RTO Limited (NZX:RTO) reported a net loss of NZD 173,831 for the year ended 31 March 2026, more than tripling the prior year’s deficit of NZD 55,236. The company recorded no business activities during the period, maintaining its status as a non-trading entity following the wind-down of its mortgage lending operations in 2023.

Operating expenses were trimmed to NZD 243,862 from NZD 366,118 the previous year, reflecting the company’s minimal operational footprint. Interest income also fell sharply to just over NZD 1,000. Despite the losses, RTO holds positive equity of NZD 187,125, down from NZD 361,000 a year earlier.

Board Focused on Reverse Takeover Strategy

The RTO board remains committed to transforming the company into a vehicle for a reverse takeover (RTO) transaction. This strategy involves acquiring a suitable business, which would then become a subsidiary of RTO, effectively relisting the acquired business on the NZX Main Board.

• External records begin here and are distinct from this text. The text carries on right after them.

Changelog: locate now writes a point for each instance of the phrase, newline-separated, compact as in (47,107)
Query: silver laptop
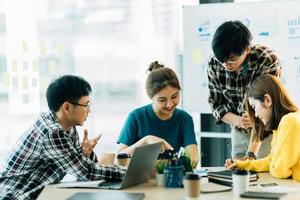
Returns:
(139,169)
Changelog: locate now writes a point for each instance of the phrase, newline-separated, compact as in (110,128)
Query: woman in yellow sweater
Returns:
(270,108)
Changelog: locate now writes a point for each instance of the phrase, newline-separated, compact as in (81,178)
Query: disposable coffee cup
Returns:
(123,159)
(191,184)
(240,179)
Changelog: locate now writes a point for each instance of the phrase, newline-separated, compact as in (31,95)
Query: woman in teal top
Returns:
(160,121)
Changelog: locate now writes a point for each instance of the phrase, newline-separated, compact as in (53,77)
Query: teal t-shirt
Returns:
(178,130)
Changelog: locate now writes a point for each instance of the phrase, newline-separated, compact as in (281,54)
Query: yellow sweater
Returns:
(284,158)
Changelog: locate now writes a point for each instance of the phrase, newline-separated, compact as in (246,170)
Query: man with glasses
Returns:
(50,148)
(235,65)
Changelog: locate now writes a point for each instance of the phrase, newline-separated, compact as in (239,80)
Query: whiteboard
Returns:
(274,24)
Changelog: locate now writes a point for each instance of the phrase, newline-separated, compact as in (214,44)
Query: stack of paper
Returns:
(81,184)
(224,177)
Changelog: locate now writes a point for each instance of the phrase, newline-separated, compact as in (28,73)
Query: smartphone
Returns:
(262,195)
(265,185)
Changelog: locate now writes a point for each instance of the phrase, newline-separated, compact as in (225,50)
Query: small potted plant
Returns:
(160,176)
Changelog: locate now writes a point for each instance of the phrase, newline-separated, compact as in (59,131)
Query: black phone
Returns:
(262,195)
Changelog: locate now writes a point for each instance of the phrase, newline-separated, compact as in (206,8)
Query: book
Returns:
(224,177)
(105,195)
(81,184)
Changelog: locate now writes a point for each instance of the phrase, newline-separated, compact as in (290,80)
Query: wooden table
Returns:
(157,192)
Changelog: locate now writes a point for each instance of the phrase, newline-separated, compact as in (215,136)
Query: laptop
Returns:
(138,171)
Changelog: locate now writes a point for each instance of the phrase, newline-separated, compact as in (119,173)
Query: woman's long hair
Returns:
(281,104)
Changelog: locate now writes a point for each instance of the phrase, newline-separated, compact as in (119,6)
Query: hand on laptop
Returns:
(150,139)
(89,144)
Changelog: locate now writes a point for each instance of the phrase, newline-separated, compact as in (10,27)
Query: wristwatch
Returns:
(251,155)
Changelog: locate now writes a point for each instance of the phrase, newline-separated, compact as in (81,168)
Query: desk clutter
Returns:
(107,196)
(224,177)
(173,168)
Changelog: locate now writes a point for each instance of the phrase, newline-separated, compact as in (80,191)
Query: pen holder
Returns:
(174,176)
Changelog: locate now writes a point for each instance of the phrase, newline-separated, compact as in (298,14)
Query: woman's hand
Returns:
(230,164)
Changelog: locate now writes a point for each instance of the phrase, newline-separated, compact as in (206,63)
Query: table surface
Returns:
(152,191)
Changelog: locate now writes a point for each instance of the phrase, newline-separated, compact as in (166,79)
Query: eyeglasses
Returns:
(231,61)
(84,105)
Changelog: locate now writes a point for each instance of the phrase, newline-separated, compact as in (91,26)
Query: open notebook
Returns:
(107,195)
(224,177)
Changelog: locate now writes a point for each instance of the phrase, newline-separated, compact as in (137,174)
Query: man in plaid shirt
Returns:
(235,65)
(51,148)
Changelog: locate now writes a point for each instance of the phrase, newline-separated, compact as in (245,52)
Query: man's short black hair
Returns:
(66,88)
(232,37)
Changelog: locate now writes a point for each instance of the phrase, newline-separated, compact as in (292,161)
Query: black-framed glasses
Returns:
(84,105)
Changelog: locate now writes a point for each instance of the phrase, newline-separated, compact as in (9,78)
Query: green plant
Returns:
(160,166)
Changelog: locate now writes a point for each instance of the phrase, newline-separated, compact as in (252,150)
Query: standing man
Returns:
(236,64)
(50,148)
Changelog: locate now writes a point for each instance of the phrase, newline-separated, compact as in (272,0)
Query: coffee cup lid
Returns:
(240,172)
(123,155)
(192,176)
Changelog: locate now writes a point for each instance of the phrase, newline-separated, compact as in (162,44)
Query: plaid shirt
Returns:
(43,155)
(227,89)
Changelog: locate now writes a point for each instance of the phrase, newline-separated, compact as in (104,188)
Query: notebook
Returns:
(104,195)
(224,177)
(138,171)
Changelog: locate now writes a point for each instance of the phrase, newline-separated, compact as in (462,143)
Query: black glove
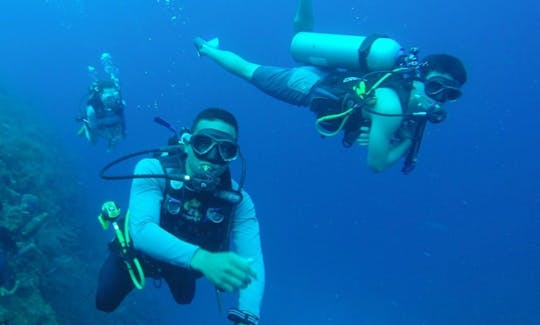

Chair Sean Joyce emphasised the board’s active search for acquisition targets that meet specific criteria, including strong management teams, scalable business models, proprietary intellectual property, and potential for international growth. While discussions have been held with several prospects, no deals have materialised to date.

The company plans to raise additional capital alongside any acquisition to fund growth initiatives. The board is hopeful of progressing a transaction within the calendar year but remains cautious given the early stage of negotiations.

Going Concern Doubts and Shareholder Support

Auditors William Buck issued an unmodified opinion but highlighted material uncertainty regarding RTO’s ability to continue as a going concern. The company’s ability to meet expenses hinges on securing a suitable acquisition and maintaining low operating costs.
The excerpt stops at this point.